A worker version I’d approved on a Wednesday afternoon at a live-video creator platform I led engineering at dropped the locale segment from the cache key. Within ninety minutes a German creator tweeted a screenshot of someone else’s profile photo showing up on his own OG preview. The thread had 200+ retweets in an hour. I was the one who approved the PR. I was also the one who built the edge caching layer the quarter before. So, yeah, I got to learn this lesson on my own deploy.
Most of what people call “edge computing” is, in practice, cache key design plus a small amount of viewer-side rewriting.
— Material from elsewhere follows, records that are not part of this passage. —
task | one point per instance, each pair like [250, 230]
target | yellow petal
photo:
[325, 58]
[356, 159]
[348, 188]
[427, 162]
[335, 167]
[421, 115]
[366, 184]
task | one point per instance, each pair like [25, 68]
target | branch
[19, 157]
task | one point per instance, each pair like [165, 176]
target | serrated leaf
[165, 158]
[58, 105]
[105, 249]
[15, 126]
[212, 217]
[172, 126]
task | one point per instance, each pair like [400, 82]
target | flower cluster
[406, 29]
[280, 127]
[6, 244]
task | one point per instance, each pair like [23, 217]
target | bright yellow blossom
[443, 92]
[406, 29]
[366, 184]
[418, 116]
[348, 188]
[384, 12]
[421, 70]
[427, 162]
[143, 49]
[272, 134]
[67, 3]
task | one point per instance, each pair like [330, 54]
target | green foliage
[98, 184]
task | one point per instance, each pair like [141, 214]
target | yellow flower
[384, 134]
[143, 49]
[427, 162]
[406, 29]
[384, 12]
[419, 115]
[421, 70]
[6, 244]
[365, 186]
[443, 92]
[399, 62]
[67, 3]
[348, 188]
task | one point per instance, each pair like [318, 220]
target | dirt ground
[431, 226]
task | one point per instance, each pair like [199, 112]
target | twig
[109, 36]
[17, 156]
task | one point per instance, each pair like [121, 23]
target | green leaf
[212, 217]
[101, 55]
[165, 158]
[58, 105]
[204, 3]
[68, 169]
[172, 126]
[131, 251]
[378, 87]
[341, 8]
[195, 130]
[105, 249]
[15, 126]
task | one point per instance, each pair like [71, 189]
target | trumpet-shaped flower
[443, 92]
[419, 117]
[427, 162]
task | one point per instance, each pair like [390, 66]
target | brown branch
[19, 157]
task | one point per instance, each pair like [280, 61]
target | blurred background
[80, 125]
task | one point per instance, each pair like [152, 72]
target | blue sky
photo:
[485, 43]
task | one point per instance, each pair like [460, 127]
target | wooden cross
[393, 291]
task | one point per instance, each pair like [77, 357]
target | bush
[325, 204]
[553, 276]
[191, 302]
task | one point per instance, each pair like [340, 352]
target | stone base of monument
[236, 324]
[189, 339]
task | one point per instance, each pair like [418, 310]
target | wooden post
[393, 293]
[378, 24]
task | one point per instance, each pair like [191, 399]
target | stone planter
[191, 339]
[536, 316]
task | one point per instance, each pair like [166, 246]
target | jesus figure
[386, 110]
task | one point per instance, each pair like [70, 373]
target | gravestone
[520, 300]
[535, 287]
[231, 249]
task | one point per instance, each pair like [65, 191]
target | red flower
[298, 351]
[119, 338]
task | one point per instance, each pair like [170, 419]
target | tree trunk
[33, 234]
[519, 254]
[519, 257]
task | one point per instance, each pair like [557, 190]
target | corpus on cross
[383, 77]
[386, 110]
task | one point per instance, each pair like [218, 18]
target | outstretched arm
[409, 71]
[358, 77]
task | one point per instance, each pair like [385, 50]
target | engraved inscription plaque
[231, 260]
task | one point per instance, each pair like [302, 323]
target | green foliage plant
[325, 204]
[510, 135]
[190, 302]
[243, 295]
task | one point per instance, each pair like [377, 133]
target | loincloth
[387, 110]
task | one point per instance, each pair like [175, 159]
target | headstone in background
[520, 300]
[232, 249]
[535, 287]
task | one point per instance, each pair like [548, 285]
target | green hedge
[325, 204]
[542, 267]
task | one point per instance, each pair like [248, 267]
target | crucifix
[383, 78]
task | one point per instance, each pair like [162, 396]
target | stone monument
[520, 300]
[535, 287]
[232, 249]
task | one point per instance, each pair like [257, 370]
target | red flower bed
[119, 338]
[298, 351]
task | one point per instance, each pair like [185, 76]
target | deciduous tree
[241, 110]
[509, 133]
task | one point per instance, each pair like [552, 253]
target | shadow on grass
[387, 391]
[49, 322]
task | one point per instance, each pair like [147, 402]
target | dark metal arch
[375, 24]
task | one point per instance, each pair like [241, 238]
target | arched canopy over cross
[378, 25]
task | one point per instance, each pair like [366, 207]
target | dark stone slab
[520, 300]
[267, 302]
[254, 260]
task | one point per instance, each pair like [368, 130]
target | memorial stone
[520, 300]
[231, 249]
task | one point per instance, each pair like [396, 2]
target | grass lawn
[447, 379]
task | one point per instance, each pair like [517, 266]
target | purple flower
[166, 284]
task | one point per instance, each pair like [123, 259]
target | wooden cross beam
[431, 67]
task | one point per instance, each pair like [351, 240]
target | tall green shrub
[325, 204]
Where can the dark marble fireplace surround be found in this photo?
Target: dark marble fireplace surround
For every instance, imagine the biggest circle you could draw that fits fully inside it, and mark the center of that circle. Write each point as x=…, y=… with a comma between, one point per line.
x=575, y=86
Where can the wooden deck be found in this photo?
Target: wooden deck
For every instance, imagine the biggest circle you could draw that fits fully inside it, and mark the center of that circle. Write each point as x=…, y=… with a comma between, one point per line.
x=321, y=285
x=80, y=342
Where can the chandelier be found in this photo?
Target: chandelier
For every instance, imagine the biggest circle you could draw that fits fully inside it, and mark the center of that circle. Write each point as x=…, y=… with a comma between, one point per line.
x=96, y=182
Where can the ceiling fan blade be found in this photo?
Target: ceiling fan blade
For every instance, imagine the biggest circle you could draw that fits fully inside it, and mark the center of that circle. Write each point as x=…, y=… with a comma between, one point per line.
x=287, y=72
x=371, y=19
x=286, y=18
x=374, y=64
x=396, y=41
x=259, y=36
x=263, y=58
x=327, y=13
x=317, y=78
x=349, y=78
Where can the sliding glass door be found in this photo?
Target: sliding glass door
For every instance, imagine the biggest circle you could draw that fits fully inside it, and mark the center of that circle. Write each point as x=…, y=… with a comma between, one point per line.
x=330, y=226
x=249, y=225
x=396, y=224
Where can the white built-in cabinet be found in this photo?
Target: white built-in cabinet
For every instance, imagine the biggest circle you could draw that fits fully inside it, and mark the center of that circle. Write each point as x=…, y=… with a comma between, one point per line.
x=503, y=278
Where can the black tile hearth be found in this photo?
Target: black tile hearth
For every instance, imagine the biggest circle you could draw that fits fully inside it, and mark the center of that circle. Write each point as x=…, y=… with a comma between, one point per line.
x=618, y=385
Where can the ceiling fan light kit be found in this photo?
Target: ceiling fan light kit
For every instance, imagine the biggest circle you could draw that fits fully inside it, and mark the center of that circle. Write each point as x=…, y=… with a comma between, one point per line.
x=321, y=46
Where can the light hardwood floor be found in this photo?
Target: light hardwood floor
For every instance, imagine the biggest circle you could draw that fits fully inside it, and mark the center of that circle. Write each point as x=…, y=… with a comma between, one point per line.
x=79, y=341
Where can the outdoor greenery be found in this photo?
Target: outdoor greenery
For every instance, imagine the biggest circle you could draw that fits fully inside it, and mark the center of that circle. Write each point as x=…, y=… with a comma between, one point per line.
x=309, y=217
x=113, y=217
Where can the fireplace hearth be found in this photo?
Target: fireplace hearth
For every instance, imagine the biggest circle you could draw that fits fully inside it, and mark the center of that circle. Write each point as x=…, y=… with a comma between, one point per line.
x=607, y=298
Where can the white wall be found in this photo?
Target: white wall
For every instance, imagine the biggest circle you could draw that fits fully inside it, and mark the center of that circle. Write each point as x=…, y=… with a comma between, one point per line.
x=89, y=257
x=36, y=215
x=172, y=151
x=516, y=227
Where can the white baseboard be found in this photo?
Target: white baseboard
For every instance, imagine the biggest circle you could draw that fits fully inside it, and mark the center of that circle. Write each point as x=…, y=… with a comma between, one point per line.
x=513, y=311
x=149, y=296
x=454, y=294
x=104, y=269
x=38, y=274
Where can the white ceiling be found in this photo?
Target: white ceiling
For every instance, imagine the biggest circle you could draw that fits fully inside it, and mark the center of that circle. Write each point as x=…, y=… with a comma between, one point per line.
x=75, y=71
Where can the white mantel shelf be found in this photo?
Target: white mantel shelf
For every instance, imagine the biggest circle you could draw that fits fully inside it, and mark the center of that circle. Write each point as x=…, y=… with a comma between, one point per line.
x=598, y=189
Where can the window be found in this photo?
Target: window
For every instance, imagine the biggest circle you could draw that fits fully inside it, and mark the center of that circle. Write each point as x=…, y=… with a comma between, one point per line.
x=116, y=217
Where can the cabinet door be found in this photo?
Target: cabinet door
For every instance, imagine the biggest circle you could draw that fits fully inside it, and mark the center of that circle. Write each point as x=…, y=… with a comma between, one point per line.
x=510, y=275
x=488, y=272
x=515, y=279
Get the key right and the rest is plumbing. Get it wrong and you find out from Twitter.
This is what I’d tell a teammate doing CloudFront work for the first time, with the bias of someone who’s broken it a few times.
The cache key is the public API of your edge. Anything you forget to put in the key, you’ll see show up wrong in production. Two different responses, one cache slot, first one in wins. Then it serves wrong for ten minutes, or two hours, or the rest of the day if your TTLs are generous.
Useful questions before you ship anything cacheable. What does the response actually vary on? Locale. Auth tier. Device class. Country. A/B bucket. Currency. If the response varies on it and the key doesn’t include it, you have a bug, you just haven’t seen it yet.
CloudFront’s cache policies let you spell this out. Here’s a sane default for an authenticated app with locale and device fanout:
resource "aws_cloudfront_cache_policy" "app_default" {
name = "app-default-v3"
default_ttl = 60
max_ttl = 300
min_ttl = 0
parameters_in_cache_key_and_forwarded_to_origin {
enable_accept_encoding_brotli = true
enable_accept_encoding_gzip = true
headers_config {
header_behavior = "whitelist"
headers {
items = [
"x-locale-bucket",
"x-device-class",
"cloudfront-viewer-country",
]
}
}
query_strings_config {
query_string_behavior = "whitelist"
query_strings {
items = ["ab", "currency"]
}
}
cookies_config {
cookie_behavior = "whitelist"
cookies {
items = ["session_tier"]
}
}
}
}
The x-locale-bucket and x-device-class headers aren’t request headers a browser sends. They’re written by a CloudFront Function on viewer-request, which is the next section. Compression is in the key. Brotli and gzip get different cache entries, and that’s correct.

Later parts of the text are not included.